I’m in Chennai (Madras) and my hotel is an oasis of cool and calm compared to the chaos of the scene outside. Inside soft traditional music plays and fragrant incense wafts through the hotel lobby in an attempt to mask the smell of mould that grows ever so fast in every dark and dank humid corner. Yet every now and then a waft from the outside makes its way in. A smell of charcoal, spice and humidity – something distinctly India – exotic and foreign.
Below me, I watch the thrum and melody of interweaving people. A moving, pulsing single mass of bright sari-clad bodies swarms the streets like bright goldfish in a rapid stream. Auto-rickshaws buzz and rattle along corrugated and bumpy roads, motorbikes beep and take to the footpath to get through the crowds, and old weary men in long robes lethargically pedal barefoot and silent on antique bikes as if on a Sunday ride through the park, oblivious to their surroundings.
On an Indian street, there is no boundary between human, machine or animal.

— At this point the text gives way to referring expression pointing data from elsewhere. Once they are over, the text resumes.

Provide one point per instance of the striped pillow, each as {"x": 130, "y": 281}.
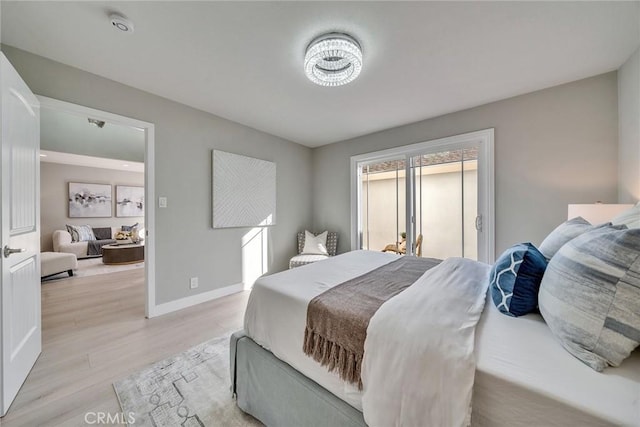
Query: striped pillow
{"x": 590, "y": 295}
{"x": 562, "y": 234}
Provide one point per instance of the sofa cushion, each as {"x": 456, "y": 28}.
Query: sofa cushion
{"x": 81, "y": 233}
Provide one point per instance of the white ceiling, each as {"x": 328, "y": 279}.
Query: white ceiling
{"x": 65, "y": 132}
{"x": 243, "y": 60}
{"x": 47, "y": 156}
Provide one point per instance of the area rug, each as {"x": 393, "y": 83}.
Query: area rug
{"x": 189, "y": 389}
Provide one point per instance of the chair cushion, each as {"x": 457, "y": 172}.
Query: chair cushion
{"x": 332, "y": 242}
{"x": 300, "y": 260}
{"x": 515, "y": 279}
{"x": 315, "y": 244}
{"x": 590, "y": 295}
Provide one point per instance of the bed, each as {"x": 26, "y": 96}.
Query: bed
{"x": 518, "y": 360}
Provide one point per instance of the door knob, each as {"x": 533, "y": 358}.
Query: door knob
{"x": 9, "y": 251}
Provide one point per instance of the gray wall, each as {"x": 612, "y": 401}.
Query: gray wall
{"x": 186, "y": 244}
{"x": 629, "y": 129}
{"x": 54, "y": 195}
{"x": 552, "y": 147}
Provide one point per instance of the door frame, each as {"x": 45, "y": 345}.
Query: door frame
{"x": 486, "y": 203}
{"x": 149, "y": 183}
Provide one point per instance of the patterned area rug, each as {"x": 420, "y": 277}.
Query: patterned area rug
{"x": 189, "y": 389}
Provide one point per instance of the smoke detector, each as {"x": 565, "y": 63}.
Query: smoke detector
{"x": 121, "y": 23}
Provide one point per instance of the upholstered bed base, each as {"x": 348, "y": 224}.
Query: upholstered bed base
{"x": 278, "y": 395}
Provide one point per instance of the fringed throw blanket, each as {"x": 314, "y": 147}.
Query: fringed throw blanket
{"x": 337, "y": 319}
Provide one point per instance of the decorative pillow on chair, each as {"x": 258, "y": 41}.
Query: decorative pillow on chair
{"x": 590, "y": 295}
{"x": 630, "y": 217}
{"x": 81, "y": 233}
{"x": 515, "y": 279}
{"x": 315, "y": 245}
{"x": 562, "y": 234}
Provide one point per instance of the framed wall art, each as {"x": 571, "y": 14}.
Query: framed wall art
{"x": 89, "y": 200}
{"x": 244, "y": 191}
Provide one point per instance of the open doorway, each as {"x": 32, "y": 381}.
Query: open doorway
{"x": 97, "y": 178}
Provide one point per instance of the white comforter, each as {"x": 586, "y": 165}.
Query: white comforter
{"x": 419, "y": 365}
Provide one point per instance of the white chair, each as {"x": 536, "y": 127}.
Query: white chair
{"x": 303, "y": 259}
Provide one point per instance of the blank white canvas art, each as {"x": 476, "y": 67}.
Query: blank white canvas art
{"x": 244, "y": 191}
{"x": 129, "y": 201}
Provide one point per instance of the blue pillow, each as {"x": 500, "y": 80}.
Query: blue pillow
{"x": 515, "y": 279}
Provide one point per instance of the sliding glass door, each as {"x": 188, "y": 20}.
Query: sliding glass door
{"x": 383, "y": 204}
{"x": 445, "y": 204}
{"x": 442, "y": 210}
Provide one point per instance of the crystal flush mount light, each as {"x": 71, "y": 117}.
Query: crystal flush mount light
{"x": 333, "y": 59}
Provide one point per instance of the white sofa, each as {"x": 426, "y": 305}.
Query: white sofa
{"x": 62, "y": 243}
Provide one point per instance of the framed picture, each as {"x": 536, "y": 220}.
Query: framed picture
{"x": 89, "y": 200}
{"x": 129, "y": 201}
{"x": 244, "y": 191}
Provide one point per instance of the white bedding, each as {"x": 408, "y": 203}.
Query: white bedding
{"x": 418, "y": 365}
{"x": 277, "y": 312}
{"x": 522, "y": 371}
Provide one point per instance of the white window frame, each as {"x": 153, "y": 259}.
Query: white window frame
{"x": 484, "y": 139}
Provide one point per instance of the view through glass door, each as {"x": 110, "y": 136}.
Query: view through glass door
{"x": 443, "y": 209}
{"x": 445, "y": 205}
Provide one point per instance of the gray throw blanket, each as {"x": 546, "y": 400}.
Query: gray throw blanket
{"x": 338, "y": 318}
{"x": 94, "y": 247}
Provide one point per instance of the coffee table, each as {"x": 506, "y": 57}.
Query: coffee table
{"x": 122, "y": 254}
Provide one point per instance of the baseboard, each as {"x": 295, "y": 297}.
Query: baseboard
{"x": 181, "y": 303}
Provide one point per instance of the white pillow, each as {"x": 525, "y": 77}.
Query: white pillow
{"x": 315, "y": 245}
{"x": 630, "y": 217}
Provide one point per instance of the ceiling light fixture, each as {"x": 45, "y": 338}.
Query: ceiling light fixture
{"x": 96, "y": 122}
{"x": 121, "y": 23}
{"x": 333, "y": 59}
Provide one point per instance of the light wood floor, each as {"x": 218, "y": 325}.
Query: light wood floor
{"x": 94, "y": 332}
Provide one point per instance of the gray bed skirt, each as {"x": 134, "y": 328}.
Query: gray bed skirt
{"x": 278, "y": 395}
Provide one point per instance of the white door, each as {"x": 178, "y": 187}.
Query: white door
{"x": 20, "y": 330}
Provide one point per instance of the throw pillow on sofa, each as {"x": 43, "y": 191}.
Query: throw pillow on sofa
{"x": 515, "y": 279}
{"x": 590, "y": 295}
{"x": 81, "y": 233}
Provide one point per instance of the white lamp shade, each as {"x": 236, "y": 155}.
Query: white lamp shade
{"x": 596, "y": 213}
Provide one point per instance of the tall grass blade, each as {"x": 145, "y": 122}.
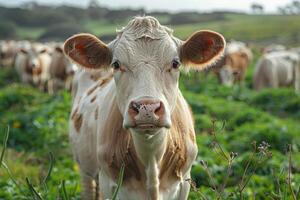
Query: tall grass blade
{"x": 120, "y": 181}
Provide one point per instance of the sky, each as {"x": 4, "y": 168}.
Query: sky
{"x": 169, "y": 5}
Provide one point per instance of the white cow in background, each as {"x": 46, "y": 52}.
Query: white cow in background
{"x": 277, "y": 69}
{"x": 136, "y": 115}
{"x": 61, "y": 71}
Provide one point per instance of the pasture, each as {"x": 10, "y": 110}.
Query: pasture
{"x": 233, "y": 125}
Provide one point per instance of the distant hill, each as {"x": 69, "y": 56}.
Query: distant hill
{"x": 41, "y": 22}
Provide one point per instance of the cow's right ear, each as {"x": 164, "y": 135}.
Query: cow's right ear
{"x": 87, "y": 51}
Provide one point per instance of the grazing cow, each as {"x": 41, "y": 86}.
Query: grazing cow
{"x": 136, "y": 115}
{"x": 61, "y": 71}
{"x": 277, "y": 69}
{"x": 232, "y": 67}
{"x": 32, "y": 64}
{"x": 8, "y": 50}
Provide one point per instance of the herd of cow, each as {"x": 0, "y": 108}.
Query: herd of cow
{"x": 127, "y": 107}
{"x": 44, "y": 65}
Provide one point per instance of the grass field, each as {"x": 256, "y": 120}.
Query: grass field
{"x": 262, "y": 29}
{"x": 38, "y": 125}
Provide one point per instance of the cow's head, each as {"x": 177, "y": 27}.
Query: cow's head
{"x": 66, "y": 68}
{"x": 146, "y": 59}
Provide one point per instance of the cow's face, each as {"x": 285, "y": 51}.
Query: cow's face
{"x": 146, "y": 69}
{"x": 33, "y": 61}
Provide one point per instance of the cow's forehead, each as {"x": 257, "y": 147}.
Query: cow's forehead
{"x": 145, "y": 50}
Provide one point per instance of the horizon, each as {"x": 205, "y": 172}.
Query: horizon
{"x": 159, "y": 5}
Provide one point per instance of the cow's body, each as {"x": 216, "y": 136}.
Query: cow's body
{"x": 32, "y": 65}
{"x": 98, "y": 107}
{"x": 277, "y": 69}
{"x": 135, "y": 115}
{"x": 232, "y": 67}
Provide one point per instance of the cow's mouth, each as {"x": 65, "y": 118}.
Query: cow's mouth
{"x": 147, "y": 126}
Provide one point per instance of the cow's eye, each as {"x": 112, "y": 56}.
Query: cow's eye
{"x": 116, "y": 65}
{"x": 175, "y": 64}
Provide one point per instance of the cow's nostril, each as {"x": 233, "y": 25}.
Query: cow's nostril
{"x": 135, "y": 107}
{"x": 159, "y": 111}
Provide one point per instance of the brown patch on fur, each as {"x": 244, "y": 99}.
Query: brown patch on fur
{"x": 96, "y": 113}
{"x": 58, "y": 67}
{"x": 202, "y": 48}
{"x": 95, "y": 77}
{"x": 119, "y": 146}
{"x": 77, "y": 121}
{"x": 74, "y": 113}
{"x": 104, "y": 81}
{"x": 175, "y": 156}
{"x": 93, "y": 99}
{"x": 88, "y": 51}
{"x": 90, "y": 91}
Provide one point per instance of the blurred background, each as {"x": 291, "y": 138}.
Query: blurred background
{"x": 249, "y": 121}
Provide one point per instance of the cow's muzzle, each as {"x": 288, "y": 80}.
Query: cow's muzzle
{"x": 147, "y": 114}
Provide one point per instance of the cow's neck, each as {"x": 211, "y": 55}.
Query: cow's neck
{"x": 150, "y": 150}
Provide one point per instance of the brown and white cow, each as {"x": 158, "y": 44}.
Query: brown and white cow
{"x": 136, "y": 115}
{"x": 232, "y": 67}
{"x": 277, "y": 69}
{"x": 61, "y": 71}
{"x": 32, "y": 64}
{"x": 273, "y": 48}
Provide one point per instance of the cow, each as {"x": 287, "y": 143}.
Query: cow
{"x": 8, "y": 50}
{"x": 61, "y": 71}
{"x": 277, "y": 69}
{"x": 32, "y": 65}
{"x": 273, "y": 48}
{"x": 232, "y": 67}
{"x": 135, "y": 115}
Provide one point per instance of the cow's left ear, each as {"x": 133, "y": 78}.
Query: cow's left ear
{"x": 202, "y": 49}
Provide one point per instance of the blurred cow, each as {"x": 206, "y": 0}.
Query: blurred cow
{"x": 32, "y": 64}
{"x": 277, "y": 69}
{"x": 61, "y": 71}
{"x": 8, "y": 50}
{"x": 232, "y": 67}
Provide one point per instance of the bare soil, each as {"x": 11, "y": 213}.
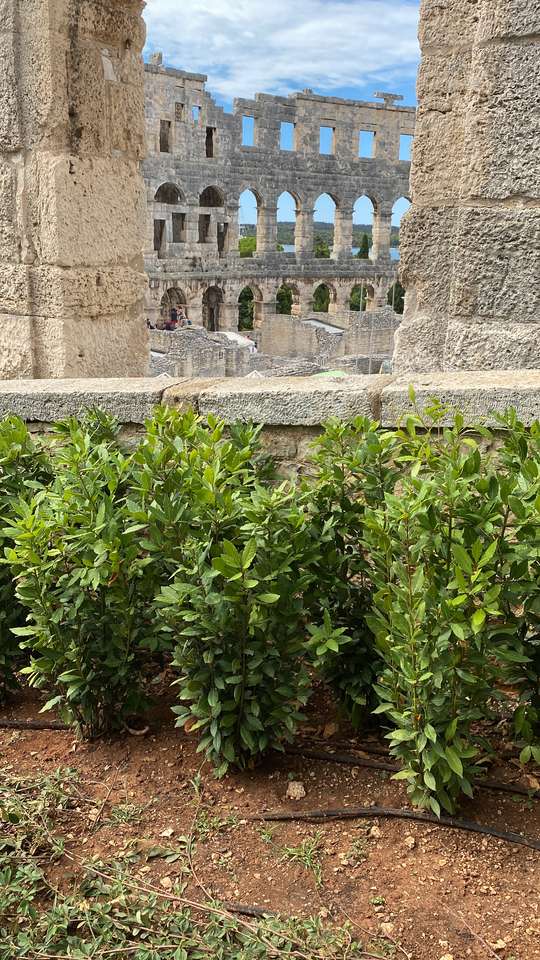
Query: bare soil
{"x": 415, "y": 890}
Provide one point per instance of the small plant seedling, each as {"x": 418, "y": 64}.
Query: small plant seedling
{"x": 308, "y": 854}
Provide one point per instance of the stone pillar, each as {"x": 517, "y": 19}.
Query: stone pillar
{"x": 343, "y": 233}
{"x": 304, "y": 234}
{"x": 382, "y": 232}
{"x": 266, "y": 231}
{"x": 470, "y": 256}
{"x": 72, "y": 201}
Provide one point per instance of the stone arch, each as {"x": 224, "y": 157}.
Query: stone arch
{"x": 288, "y": 299}
{"x": 288, "y": 204}
{"x": 323, "y": 295}
{"x": 249, "y": 206}
{"x": 169, "y": 193}
{"x": 399, "y": 209}
{"x": 364, "y": 213}
{"x": 249, "y": 307}
{"x": 212, "y": 303}
{"x": 324, "y": 211}
{"x": 211, "y": 197}
{"x": 173, "y": 299}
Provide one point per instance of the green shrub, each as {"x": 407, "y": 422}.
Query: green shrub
{"x": 87, "y": 583}
{"x": 23, "y": 469}
{"x": 445, "y": 563}
{"x": 237, "y": 611}
{"x": 354, "y": 465}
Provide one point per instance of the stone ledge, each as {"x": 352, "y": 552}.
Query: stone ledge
{"x": 293, "y": 401}
{"x": 476, "y": 393}
{"x": 131, "y": 400}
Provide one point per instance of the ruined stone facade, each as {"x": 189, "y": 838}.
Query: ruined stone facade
{"x": 197, "y": 167}
{"x": 470, "y": 244}
{"x": 71, "y": 196}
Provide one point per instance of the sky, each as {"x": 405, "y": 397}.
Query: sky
{"x": 344, "y": 48}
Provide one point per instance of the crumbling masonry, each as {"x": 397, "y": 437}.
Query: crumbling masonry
{"x": 71, "y": 196}
{"x": 197, "y": 167}
{"x": 470, "y": 245}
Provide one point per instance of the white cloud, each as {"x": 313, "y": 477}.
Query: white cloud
{"x": 278, "y": 46}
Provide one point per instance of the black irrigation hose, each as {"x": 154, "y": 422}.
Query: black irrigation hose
{"x": 370, "y": 813}
{"x": 350, "y": 759}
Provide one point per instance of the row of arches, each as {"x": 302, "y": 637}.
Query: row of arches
{"x": 287, "y": 301}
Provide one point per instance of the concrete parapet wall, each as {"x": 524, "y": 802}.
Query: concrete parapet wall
{"x": 276, "y": 402}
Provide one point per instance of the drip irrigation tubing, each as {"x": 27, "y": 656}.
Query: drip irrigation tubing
{"x": 350, "y": 759}
{"x": 372, "y": 813}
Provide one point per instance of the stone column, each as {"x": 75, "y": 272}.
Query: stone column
{"x": 382, "y": 232}
{"x": 304, "y": 234}
{"x": 72, "y": 201}
{"x": 343, "y": 233}
{"x": 266, "y": 231}
{"x": 470, "y": 256}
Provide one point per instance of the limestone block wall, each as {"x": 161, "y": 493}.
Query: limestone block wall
{"x": 198, "y": 166}
{"x": 71, "y": 197}
{"x": 470, "y": 245}
{"x": 291, "y": 411}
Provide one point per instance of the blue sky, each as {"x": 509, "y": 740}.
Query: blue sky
{"x": 346, "y": 48}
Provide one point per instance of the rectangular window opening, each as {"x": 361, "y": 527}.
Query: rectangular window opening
{"x": 405, "y": 146}
{"x": 179, "y": 227}
{"x": 366, "y": 144}
{"x": 164, "y": 136}
{"x": 210, "y": 141}
{"x": 248, "y": 131}
{"x": 204, "y": 227}
{"x": 287, "y": 136}
{"x": 327, "y": 140}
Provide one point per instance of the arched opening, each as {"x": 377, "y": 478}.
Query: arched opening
{"x": 396, "y": 297}
{"x": 168, "y": 193}
{"x": 287, "y": 211}
{"x": 248, "y": 217}
{"x": 321, "y": 298}
{"x": 358, "y": 299}
{"x": 287, "y": 299}
{"x": 398, "y": 211}
{"x": 248, "y": 308}
{"x": 212, "y": 300}
{"x": 324, "y": 219}
{"x": 211, "y": 197}
{"x": 363, "y": 218}
{"x": 173, "y": 309}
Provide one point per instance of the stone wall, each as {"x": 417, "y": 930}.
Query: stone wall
{"x": 470, "y": 245}
{"x": 71, "y": 196}
{"x": 194, "y": 184}
{"x": 291, "y": 410}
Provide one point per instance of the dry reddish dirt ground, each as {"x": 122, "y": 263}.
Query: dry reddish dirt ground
{"x": 412, "y": 890}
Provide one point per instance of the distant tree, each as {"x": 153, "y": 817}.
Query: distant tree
{"x": 321, "y": 248}
{"x": 245, "y": 310}
{"x": 396, "y": 297}
{"x": 321, "y": 299}
{"x": 363, "y": 252}
{"x": 247, "y": 246}
{"x": 284, "y": 300}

Street vendors blend with traffic pushing their food carts and wayward cows cross the road unassumingly and without haste. The movement halts briefly for the cows to cross. They are after all sacred in India. Humans are not so revered – so do not assume the same level of respect. India is the only country where I’ve been stuck in traffic as a pedestrian – literally unable to find a gap between vehicles and people to cross a road.
However, one hot Chennai afternoon, I left my cool oasis, camera in hand and walked. I passed the touts and cab drivers at the entrance to the hotel and just kept walking. I was greeted by children with wide eyes and big smiles, families emerged from their concrete homes peering through their improvised curtain doors wanting to have their photo taken. The slum was a labyrinth that would suddenly open up to common large expanses, where families would gather to a communal TV, play cricket and just sit and watch people go by.
As the dense orange sun finally set, the streets became a blaze of kerosene lamps and local markets that seemed to spring up out of nowhere. Vendors sat quietly in the warm glow behind mounds of colourful and exotic fruits and people lined up to give offerings at the local South Indian temples whose bright and ornate pinnacle roofs reached out from the chaotic streets in which they were placed and towards the expanse of peaceful twilight sky above. I don’t think this scene has changed in a hundred years.
The interesting thing is, by Western standards, this is abject poverty. Not many other countries bombard you with such a juxtaposition of rich and poor incongruently placed next to each other. Five-star hotels stand tall and proud next to dirty overpasses where families live on the street and slum towns with no running water. However, despite this – people living here are happy.
In India, everyone is selling or making something to support life. No one is complaining; people are living. I realised poverty is subjective. By the filter of Western society, these people should be angry, hard done by and almost willing to give up on life. But they’re not. I’ve been invited into peoples’ homes for dinner, played street cricket with the local children, gone to local temples and been happily blessed by the local priests and welcomed by many happy faces. It has shifted my perspective on life and altered my perception of suffering. It truly is an amazing country that will shift your mindset and cause you to see the world anew.
No matter how often you return to India, it is a country that always amazes you at every turn. A complete assault on the senses, India makes you dizzy and completely overwhelmed. every trip presents something you’ve never seen; an elephant on a freeway, a man bathing with his cows, thieving monkeys and more. every scene is too much to take in, too much to be described in words and too much for any camera lens to capture. It must be experienced raw.